Last week I shared an article that contrasted the “lessons” about venture capital presented on the TV show, “Shark Tank” with the real world experience of trying to raise money. The quick takeaway was simply a reminder that Shark Tank is a reality show that is valued as entertainment. It’s not instructional TV—nor is it intended to be.
Shark Tank likes pitches that involve funny costumes and theater. They also like simple businesses that require small amounts of cash and little in-depth consideration. Business that people at home can understand after a couple of beers.
In the mid-90s, International Data Group ran into a similar challenge with one of our conferences. It was named “Demo” and prized great on-stage demos above all else. This approach arose from the early days of the personal computer business when a slick demo was your ticket to sales, fundraising, and a small island with your name on it. People aspired to be “Demo Gods”. And the audience was all but humming “here we are now, entertain us”.

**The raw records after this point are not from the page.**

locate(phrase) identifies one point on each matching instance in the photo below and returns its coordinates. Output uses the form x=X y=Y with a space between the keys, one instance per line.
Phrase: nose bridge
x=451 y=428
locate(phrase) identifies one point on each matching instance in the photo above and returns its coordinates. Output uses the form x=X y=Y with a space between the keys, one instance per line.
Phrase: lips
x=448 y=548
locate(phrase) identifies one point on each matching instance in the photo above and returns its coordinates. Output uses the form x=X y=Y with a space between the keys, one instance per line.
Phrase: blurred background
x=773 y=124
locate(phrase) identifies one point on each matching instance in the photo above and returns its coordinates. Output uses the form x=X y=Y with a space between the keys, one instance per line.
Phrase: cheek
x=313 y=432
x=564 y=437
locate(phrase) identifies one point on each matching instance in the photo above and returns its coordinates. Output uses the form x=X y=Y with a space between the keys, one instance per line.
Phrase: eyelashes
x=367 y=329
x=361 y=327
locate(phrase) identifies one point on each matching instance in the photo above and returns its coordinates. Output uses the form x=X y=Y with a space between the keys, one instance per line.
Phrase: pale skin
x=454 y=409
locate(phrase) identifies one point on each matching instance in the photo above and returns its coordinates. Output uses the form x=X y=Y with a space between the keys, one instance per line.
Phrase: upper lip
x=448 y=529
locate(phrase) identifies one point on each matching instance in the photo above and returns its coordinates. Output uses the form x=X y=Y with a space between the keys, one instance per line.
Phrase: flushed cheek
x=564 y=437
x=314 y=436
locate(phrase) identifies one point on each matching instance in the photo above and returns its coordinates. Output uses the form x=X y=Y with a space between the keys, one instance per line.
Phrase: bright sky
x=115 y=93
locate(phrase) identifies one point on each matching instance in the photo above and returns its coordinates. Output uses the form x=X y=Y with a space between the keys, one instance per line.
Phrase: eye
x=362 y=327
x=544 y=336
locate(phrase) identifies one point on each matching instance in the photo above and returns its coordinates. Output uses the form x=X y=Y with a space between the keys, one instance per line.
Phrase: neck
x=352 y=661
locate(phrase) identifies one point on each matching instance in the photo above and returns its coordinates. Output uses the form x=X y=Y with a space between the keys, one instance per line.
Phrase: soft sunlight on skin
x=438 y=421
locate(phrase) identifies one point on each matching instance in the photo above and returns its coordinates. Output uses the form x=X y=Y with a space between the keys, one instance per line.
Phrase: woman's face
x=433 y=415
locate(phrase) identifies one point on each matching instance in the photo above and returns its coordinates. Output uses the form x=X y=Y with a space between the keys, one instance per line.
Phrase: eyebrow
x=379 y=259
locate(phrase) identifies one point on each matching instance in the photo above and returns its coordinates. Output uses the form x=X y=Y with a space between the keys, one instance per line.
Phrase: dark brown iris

In the early days of the PC business there was a solid correlation between great demos and great businesses. However, as the decade evolved the center of gravity in the computer industry moved from the desktop to unsexy but powerful things like middleware, databases and the web. The Demo conference ultimately lost its reason for being.
An intermission for trivia: One of the Demo God alumni is Melinda Gates—now Mrs. Bill and the second name on the very fine foundation. She won the acclaim for presenting “Bob” an animated cartoon enhancement to Windows. It was a good demo of an insignificant product that disappeared rather quickly.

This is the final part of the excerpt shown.